Repurposing Disulfiram

There is a global drive towards the repurposing of known drugs for cancer treatment due to high failure rate and cost of new drugs. Our company’s underpinning research is based on original idea to repurpose an FDA approved anti-alcoholism drug – disulfiram, into cancer treatment. Disulfiram possesses excellent anticancer activity with low toxicity to normal cells. Disulfiram’s anticancer activity is highly dependent on chelation with divalent metal ions such as copper or zinc. The anticancer activity of disulfiram is known for many years but there has been no success in clinical trials using disulfiram and copper combination in cancer patients. This is mainly due to the very short half-life of the currently available oral version of disulfiram in the bloodstream.

We first reported the importance of protecting the thiol group in the chemical structure of disulfiram, which is essential for its chelation with copper and its anticancer activity. After taking oral tablets, disulfiram is rapidly degraded to its derivative diethyldithiocarbamate (less than 2 mins) in the liver and the reactive thiol group is blocked by metabolic conversion, losing its anticancer profile. If the thiol groups in disulfiram are protected from protein binding or degradation by bypassing the portal circulation/liver metabolism, intact disulfiram can be delivered to cancer tissues, where it will react with high copper concentrations present, to form a complex that target the cancer cells.

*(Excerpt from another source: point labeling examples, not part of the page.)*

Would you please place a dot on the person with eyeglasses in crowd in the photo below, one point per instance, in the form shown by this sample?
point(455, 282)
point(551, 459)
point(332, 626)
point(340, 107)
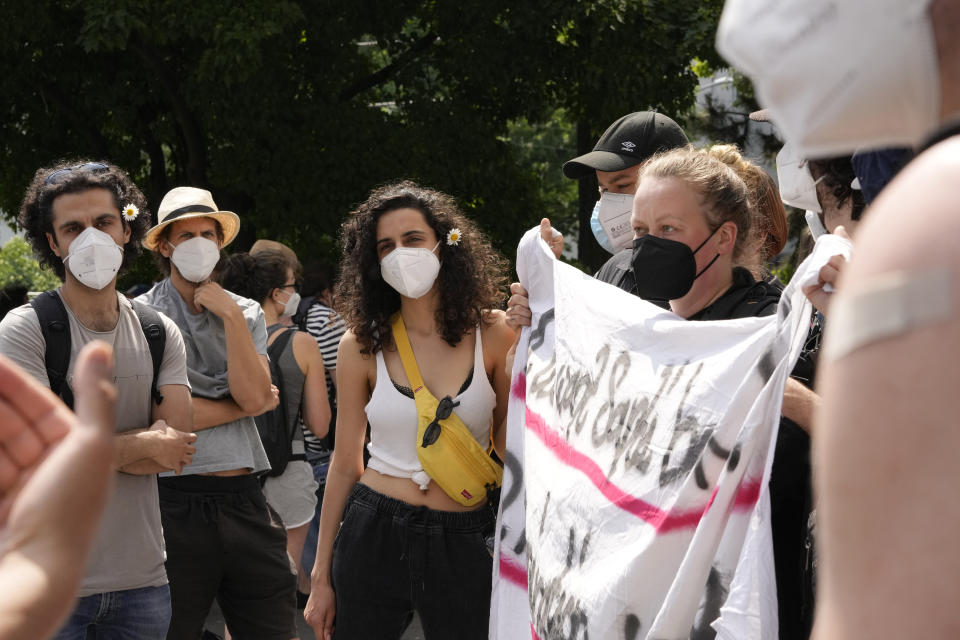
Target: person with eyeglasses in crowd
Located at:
point(268, 276)
point(85, 221)
point(404, 543)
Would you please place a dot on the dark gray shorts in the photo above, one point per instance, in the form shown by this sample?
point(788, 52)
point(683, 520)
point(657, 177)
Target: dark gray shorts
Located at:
point(224, 542)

We have used cutting-edge nano-drug-delivery technologies to extend the half-life of disulfiram in the bloodstream, and our innovative formulations manifests strong anticancer efficacy in animal models of a wide range of cancers.

One such proprietary formulations of Disulfican Ltd is an injectable version of PLGA polymer-encapsulated disulfiram microparticles, that has extended half-life in bloodstream and controlled slow-release profile. Our PLGA encapsulated disulfiram microparticles are suitable for local injection and hence used to target cancers via the local delivery/injection.